Should Rover lounge on the couch or ski down a mountain? Right now, there's no way to tell.
But a new health database for Labrador retrievers aims to change that. The database has enrolled more than 1,407 adorable puppies and tracks their health problems as they grow.
The database, described in the Jan. 16 issue of the journal BMC Veterinary Research, could identify genetic and environmental factors — such as exercise and food — that keep Labrador retrievers healthy. In the first year of life, about eight in 10 puppies were ill (mostly from gastrointestinal problems), although only half of those dogs needed to see a vet, according to the new study.

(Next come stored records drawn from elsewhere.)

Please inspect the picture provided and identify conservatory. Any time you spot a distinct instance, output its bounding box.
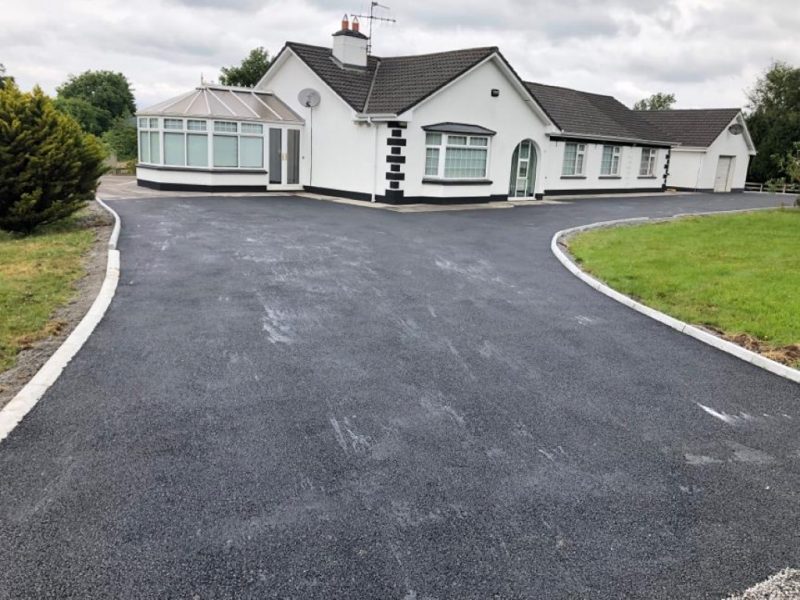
[136,85,304,192]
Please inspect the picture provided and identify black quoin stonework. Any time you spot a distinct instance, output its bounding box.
[384,122,408,204]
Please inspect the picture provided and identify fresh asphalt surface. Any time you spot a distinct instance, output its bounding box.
[0,192,798,599]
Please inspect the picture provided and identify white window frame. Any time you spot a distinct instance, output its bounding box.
[600,145,621,176]
[424,132,491,180]
[136,118,268,170]
[562,142,586,176]
[639,148,658,176]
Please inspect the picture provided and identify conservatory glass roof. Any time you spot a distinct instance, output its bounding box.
[138,85,303,123]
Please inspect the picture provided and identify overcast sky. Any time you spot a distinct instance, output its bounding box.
[2,0,798,111]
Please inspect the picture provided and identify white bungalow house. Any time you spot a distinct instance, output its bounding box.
[635,109,756,192]
[135,17,754,203]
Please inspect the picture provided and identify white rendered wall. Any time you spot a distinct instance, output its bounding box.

"We hope to follow the health of these dogs throughout their lives so that we can identify aspects of care which might reduce the risk of dogs developing disease in the future," said study co-author Dylan Clements, a veterinarian at the Roslin Institute at the University of Edinburgh, in a statement. [The 10 Most Popular Dog Breeds]
In general, some amazing pups are healthy from birth, while others are inbred or sickly. But knowing how to keep Fido in peak condition is less clear-cut.
"If you ask a simple question like, 'How much exercise should my dog get,' then actually it's very difficult to provide an answer based on scientific fact," Clements told LiveScience.
To change that, Clements and his colleagues created an Internet database called Dogslife to track the U.K.'s most popular dog breed from puppyhood onward. They contacted new Labrador owners forwarded from the Kennel Club, and used an online survey to find out what their dogs eat, how often they exercise, where they sleep and live, and what diseases they've had.
Periodically, they remind owners to provide updates on the website. They are currently collecting DNA cheek swabs from about 500 dogs to determine how genetics interplays with environment.
While other dog health databases do exist, including here in the United States, this is one of the few to track puppies as they grow up, and without relying on veterinarian visits, which have the potential for bias toward sick dogs or dogs with wealthier owners.